HPC for AI Research

Tutorial at ICIAP 2025

Organized within the MINERVA EU project Organized in conjunction with NVIDIA

Date & venue: 16 September, 2025 14:30-18, Building E T1

Abstract

Deep Learning has revolutionized AI, driving advancements in computer vision, natural language processing, and multimodal learning. However, training and deploying large-scale AI models come with computational challenges. As models grow in size and complexity, efficiency in both training and inference becomes crucial for scalability, accessibility, and sustainability. This tutorial, organized as part of the MINERVA EU project, will provide a comprehensive overview of how to leverage high-performance computing resources, covering distributed training strategies, optimization techniques, and resource management for large-scale deep learning. We will discuss best practices for leveraging multi-GPU and multi-node architectures, memory-efficient training, and mixed-precision techniques to accelerate AI workloads. Special focus will be given to the latest advancements in Transformer-based models, their computational impact, and strategies to make them more efficient. Participants will gain hands-on experience with state-of-the-art frameworks, exploring practical approaches for optimizing AI training and inference on HPC clusters. The tutorial will also address energy efficiency concerns, discussing techniques for reducing AI’s carbon footprint while maintaining model performance. Attendees will have a deeper understanding of how to design, train, and deploy AI models efficiently, making high-performance computing more accessible to the research community.

Description

Deep Learning (DL) has revolutionized Artificial Intelligence (AI), enabling state-of-the-art advancements in computer vision, natural language processing, and multimodal learning. However, the computational cost of training and deploying large-scale AI models is immense, requiring optimized hardware utilization, parallelization strategies, and efficient resource scheduling to achieve scalability. This tutorial will explore the computational aspects of large-scale AI, with a focus on optimizing deep learning training and inference on high-performance computing (HPC) infrastructures.

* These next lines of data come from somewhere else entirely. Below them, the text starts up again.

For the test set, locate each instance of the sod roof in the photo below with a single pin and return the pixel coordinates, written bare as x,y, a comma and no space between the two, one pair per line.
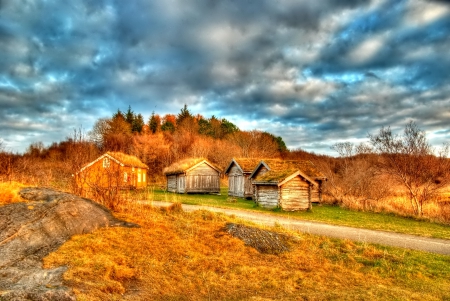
184,165
279,170
127,160
246,164
121,158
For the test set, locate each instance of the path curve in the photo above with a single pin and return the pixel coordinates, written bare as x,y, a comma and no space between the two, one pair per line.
433,245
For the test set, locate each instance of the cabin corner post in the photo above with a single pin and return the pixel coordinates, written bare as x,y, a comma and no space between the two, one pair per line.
320,192
310,187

The tutorial will provide a hands-on introduction to the fundamental principles and practical techniques of high-performance AI computing, including distributed training strategies, GPU and multi-node acceleration, memory-efficient model optimization, and inference acceleration. We will cover best practices for leveraging HPC environments, including supercomputing clusters and cloud-based AI infrastructures, to scale deep learning workloads efficiently. Participants will learn how to implement state-of-the-art techniques such as model parallelism, mixed-precision training, and advanced scheduling policies to maximize performance and reduce energy consumption.

The tutorial is designed for AI researchers, data scientists, and engineers interested in training and deploying deep learning models efficiently at scale. It will include theoretical insights, real-world case studies, and interactive hands-on labs using PyTorch, DeepSpeed, and distributed computing frameworks.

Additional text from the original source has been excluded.